The reference in the Bible comes from Luke’s Gospel.  There is an old priest in the temple waiting for the answer to a promise.  And all at once he sees them – a couple coming carrying a baby!

Simeon the priest received a prophecy many years prior that he would not see death until he saw the Messiah.  With great joy, Simeon takes the boy and starts to sing:

“Now that I’ve held him in my arms, my life can come to an end.  Let your servant now depart in peace.  I’ve seen your salvation; he’s the light of the gentiles, and the glory of your people Israel.”

That canticle is called “Simeon’s Song” or in Latin, the Nunc Dimittis.  It is prayed each night at Compline in the Liturgy of the Hours right before bed.  We pray for a restful night and a peaceful death.  Most of us don’t practice this, but it is practiced by monks, nuns, and priests each evening.  Lay people can also partake in the Liturgy of the Hours each day.  I do as a Benedictine Oblate.

At the conclusion of the story, Simeon prophesies to Mary, “Behold, this child is set for the falling and the rising of many in Israel, and for a sign which is spoken against. Yes, a sword will pierce through your own soul, that the thoughts of many hearts may be revealed” (Luke 2:34–35)

This feast comes 40 days after Christmas, stated in Jewish law that a baby must be dedicated with an offering of two pigeons (costing about six shekels) 40 days after its birth.  This sacrifice is the offering of the child to God.  Mary and Joseph carried out this tradition in bringing the baby Jesus to the temple for this ritual.

This feast is important enough that it is one of the Mysteries of the Rosary, and in the Mass of the Day calls for a recitation of the Creed and the singing of the Gloria.  The priest wears white instead of green, the color of Ordinary Time.
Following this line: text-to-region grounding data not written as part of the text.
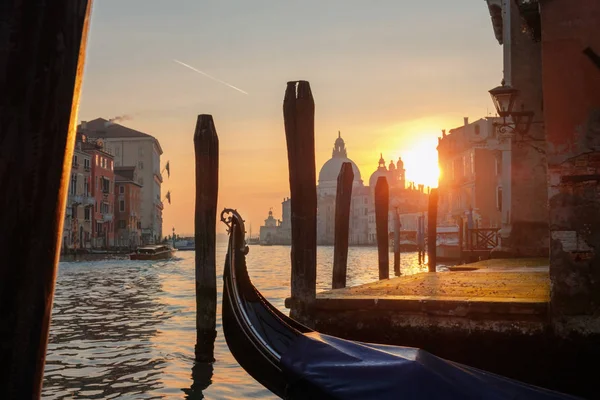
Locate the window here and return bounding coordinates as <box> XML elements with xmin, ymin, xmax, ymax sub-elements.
<box><xmin>119</xmin><ymin>200</ymin><xmax>125</xmax><ymax>212</ymax></box>
<box><xmin>84</xmin><ymin>178</ymin><xmax>89</xmax><ymax>195</ymax></box>
<box><xmin>96</xmin><ymin>222</ymin><xmax>102</xmax><ymax>233</ymax></box>
<box><xmin>102</xmin><ymin>178</ymin><xmax>110</xmax><ymax>193</ymax></box>
<box><xmin>138</xmin><ymin>146</ymin><xmax>144</xmax><ymax>157</ymax></box>
<box><xmin>84</xmin><ymin>207</ymin><xmax>91</xmax><ymax>221</ymax></box>
<box><xmin>470</xmin><ymin>151</ymin><xmax>475</xmax><ymax>175</ymax></box>
<box><xmin>497</xmin><ymin>186</ymin><xmax>503</xmax><ymax>211</ymax></box>
<box><xmin>119</xmin><ymin>185</ymin><xmax>125</xmax><ymax>194</ymax></box>
<box><xmin>115</xmin><ymin>147</ymin><xmax>120</xmax><ymax>156</ymax></box>
<box><xmin>84</xmin><ymin>158</ymin><xmax>90</xmax><ymax>170</ymax></box>
<box><xmin>138</xmin><ymin>161</ymin><xmax>144</xmax><ymax>170</ymax></box>
<box><xmin>95</xmin><ymin>154</ymin><xmax>98</xmax><ymax>166</ymax></box>
<box><xmin>474</xmin><ymin>125</ymin><xmax>481</xmax><ymax>135</ymax></box>
<box><xmin>70</xmin><ymin>174</ymin><xmax>77</xmax><ymax>195</ymax></box>
<box><xmin>95</xmin><ymin>201</ymin><xmax>98</xmax><ymax>212</ymax></box>
<box><xmin>73</xmin><ymin>155</ymin><xmax>78</xmax><ymax>166</ymax></box>
<box><xmin>119</xmin><ymin>220</ymin><xmax>126</xmax><ymax>229</ymax></box>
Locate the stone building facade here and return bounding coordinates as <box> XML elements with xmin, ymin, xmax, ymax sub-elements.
<box><xmin>80</xmin><ymin>118</ymin><xmax>164</xmax><ymax>244</ymax></box>
<box><xmin>114</xmin><ymin>166</ymin><xmax>143</xmax><ymax>248</ymax></box>
<box><xmin>62</xmin><ymin>141</ymin><xmax>94</xmax><ymax>251</ymax></box>
<box><xmin>437</xmin><ymin>117</ymin><xmax>504</xmax><ymax>230</ymax></box>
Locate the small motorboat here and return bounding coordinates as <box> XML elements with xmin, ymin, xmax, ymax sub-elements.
<box><xmin>220</xmin><ymin>209</ymin><xmax>576</xmax><ymax>399</ymax></box>
<box><xmin>174</xmin><ymin>238</ymin><xmax>195</xmax><ymax>251</ymax></box>
<box><xmin>129</xmin><ymin>244</ymin><xmax>176</xmax><ymax>260</ymax></box>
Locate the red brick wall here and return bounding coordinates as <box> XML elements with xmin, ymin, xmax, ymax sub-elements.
<box><xmin>542</xmin><ymin>0</ymin><xmax>600</xmax><ymax>325</ymax></box>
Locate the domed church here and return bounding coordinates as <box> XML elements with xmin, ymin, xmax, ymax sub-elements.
<box><xmin>316</xmin><ymin>133</ymin><xmax>428</xmax><ymax>246</ymax></box>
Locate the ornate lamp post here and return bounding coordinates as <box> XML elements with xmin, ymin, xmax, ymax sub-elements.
<box><xmin>489</xmin><ymin>80</ymin><xmax>534</xmax><ymax>140</ymax></box>
<box><xmin>488</xmin><ymin>80</ymin><xmax>535</xmax><ymax>249</ymax></box>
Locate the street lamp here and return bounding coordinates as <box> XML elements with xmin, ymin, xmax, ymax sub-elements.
<box><xmin>489</xmin><ymin>80</ymin><xmax>534</xmax><ymax>139</ymax></box>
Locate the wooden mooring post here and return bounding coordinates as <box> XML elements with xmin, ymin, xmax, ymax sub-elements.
<box><xmin>427</xmin><ymin>188</ymin><xmax>439</xmax><ymax>272</ymax></box>
<box><xmin>458</xmin><ymin>219</ymin><xmax>464</xmax><ymax>264</ymax></box>
<box><xmin>0</xmin><ymin>2</ymin><xmax>92</xmax><ymax>397</ymax></box>
<box><xmin>193</xmin><ymin>115</ymin><xmax>219</xmax><ymax>362</ymax></box>
<box><xmin>393</xmin><ymin>208</ymin><xmax>401</xmax><ymax>276</ymax></box>
<box><xmin>283</xmin><ymin>81</ymin><xmax>317</xmax><ymax>317</ymax></box>
<box><xmin>375</xmin><ymin>177</ymin><xmax>389</xmax><ymax>280</ymax></box>
<box><xmin>332</xmin><ymin>162</ymin><xmax>354</xmax><ymax>289</ymax></box>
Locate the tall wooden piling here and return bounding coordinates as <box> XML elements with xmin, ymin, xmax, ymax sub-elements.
<box><xmin>0</xmin><ymin>2</ymin><xmax>92</xmax><ymax>397</ymax></box>
<box><xmin>375</xmin><ymin>177</ymin><xmax>390</xmax><ymax>280</ymax></box>
<box><xmin>393</xmin><ymin>209</ymin><xmax>401</xmax><ymax>276</ymax></box>
<box><xmin>458</xmin><ymin>220</ymin><xmax>464</xmax><ymax>264</ymax></box>
<box><xmin>427</xmin><ymin>188</ymin><xmax>439</xmax><ymax>272</ymax></box>
<box><xmin>332</xmin><ymin>163</ymin><xmax>354</xmax><ymax>289</ymax></box>
<box><xmin>283</xmin><ymin>81</ymin><xmax>317</xmax><ymax>316</ymax></box>
<box><xmin>193</xmin><ymin>115</ymin><xmax>219</xmax><ymax>362</ymax></box>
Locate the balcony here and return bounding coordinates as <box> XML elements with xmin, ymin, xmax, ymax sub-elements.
<box><xmin>103</xmin><ymin>214</ymin><xmax>113</xmax><ymax>222</ymax></box>
<box><xmin>72</xmin><ymin>195</ymin><xmax>95</xmax><ymax>206</ymax></box>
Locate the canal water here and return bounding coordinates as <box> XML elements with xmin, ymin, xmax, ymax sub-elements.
<box><xmin>43</xmin><ymin>245</ymin><xmax>429</xmax><ymax>399</ymax></box>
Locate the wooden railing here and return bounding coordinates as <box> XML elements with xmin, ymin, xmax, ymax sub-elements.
<box><xmin>467</xmin><ymin>228</ymin><xmax>500</xmax><ymax>250</ymax></box>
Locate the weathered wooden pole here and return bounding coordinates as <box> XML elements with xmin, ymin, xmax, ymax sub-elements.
<box><xmin>458</xmin><ymin>219</ymin><xmax>464</xmax><ymax>264</ymax></box>
<box><xmin>0</xmin><ymin>2</ymin><xmax>92</xmax><ymax>397</ymax></box>
<box><xmin>332</xmin><ymin>162</ymin><xmax>354</xmax><ymax>289</ymax></box>
<box><xmin>393</xmin><ymin>209</ymin><xmax>401</xmax><ymax>276</ymax></box>
<box><xmin>283</xmin><ymin>81</ymin><xmax>317</xmax><ymax>317</ymax></box>
<box><xmin>193</xmin><ymin>114</ymin><xmax>219</xmax><ymax>362</ymax></box>
<box><xmin>427</xmin><ymin>188</ymin><xmax>439</xmax><ymax>272</ymax></box>
<box><xmin>375</xmin><ymin>177</ymin><xmax>390</xmax><ymax>280</ymax></box>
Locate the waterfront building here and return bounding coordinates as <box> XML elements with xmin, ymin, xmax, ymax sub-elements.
<box><xmin>82</xmin><ymin>137</ymin><xmax>116</xmax><ymax>248</ymax></box>
<box><xmin>80</xmin><ymin>118</ymin><xmax>164</xmax><ymax>244</ymax></box>
<box><xmin>258</xmin><ymin>133</ymin><xmax>430</xmax><ymax>246</ymax></box>
<box><xmin>114</xmin><ymin>166</ymin><xmax>143</xmax><ymax>248</ymax></box>
<box><xmin>317</xmin><ymin>133</ymin><xmax>428</xmax><ymax>245</ymax></box>
<box><xmin>259</xmin><ymin>198</ymin><xmax>291</xmax><ymax>245</ymax></box>
<box><xmin>62</xmin><ymin>140</ymin><xmax>94</xmax><ymax>251</ymax></box>
<box><xmin>437</xmin><ymin>117</ymin><xmax>504</xmax><ymax>229</ymax></box>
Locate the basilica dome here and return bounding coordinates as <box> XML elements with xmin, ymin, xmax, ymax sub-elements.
<box><xmin>318</xmin><ymin>132</ymin><xmax>362</xmax><ymax>187</ymax></box>
<box><xmin>369</xmin><ymin>153</ymin><xmax>390</xmax><ymax>188</ymax></box>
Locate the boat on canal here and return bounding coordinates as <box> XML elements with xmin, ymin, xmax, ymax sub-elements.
<box><xmin>130</xmin><ymin>244</ymin><xmax>176</xmax><ymax>260</ymax></box>
<box><xmin>220</xmin><ymin>208</ymin><xmax>575</xmax><ymax>400</ymax></box>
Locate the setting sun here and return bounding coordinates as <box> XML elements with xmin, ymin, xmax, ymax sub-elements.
<box><xmin>398</xmin><ymin>138</ymin><xmax>440</xmax><ymax>188</ymax></box>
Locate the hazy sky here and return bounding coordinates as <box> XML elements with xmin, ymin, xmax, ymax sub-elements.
<box><xmin>78</xmin><ymin>0</ymin><xmax>502</xmax><ymax>235</ymax></box>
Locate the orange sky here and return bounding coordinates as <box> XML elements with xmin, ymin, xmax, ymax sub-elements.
<box><xmin>77</xmin><ymin>1</ymin><xmax>502</xmax><ymax>235</ymax></box>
There is another name for this feast in the West, “Candlemas Day”.  In ancient times, and even to this day in some places, it is the day that all the candles are brought to the village church to be blessed for the year.  In my parish in Indianapolis, they practiced this tradition and still do.  On Candlemas, all the candles used in the church for the year are blessed at Mass that day.

As the songwriter Michael Card wrote, “Now’s the time to hold him in your arms; your life will never come to an end.  He’s the only way that you’ll find peace.  He’ll bring you salvation, cause he’s the light of the gentiles, and the glory of his people Israel.”

May you find peace in the child Christ Jesus.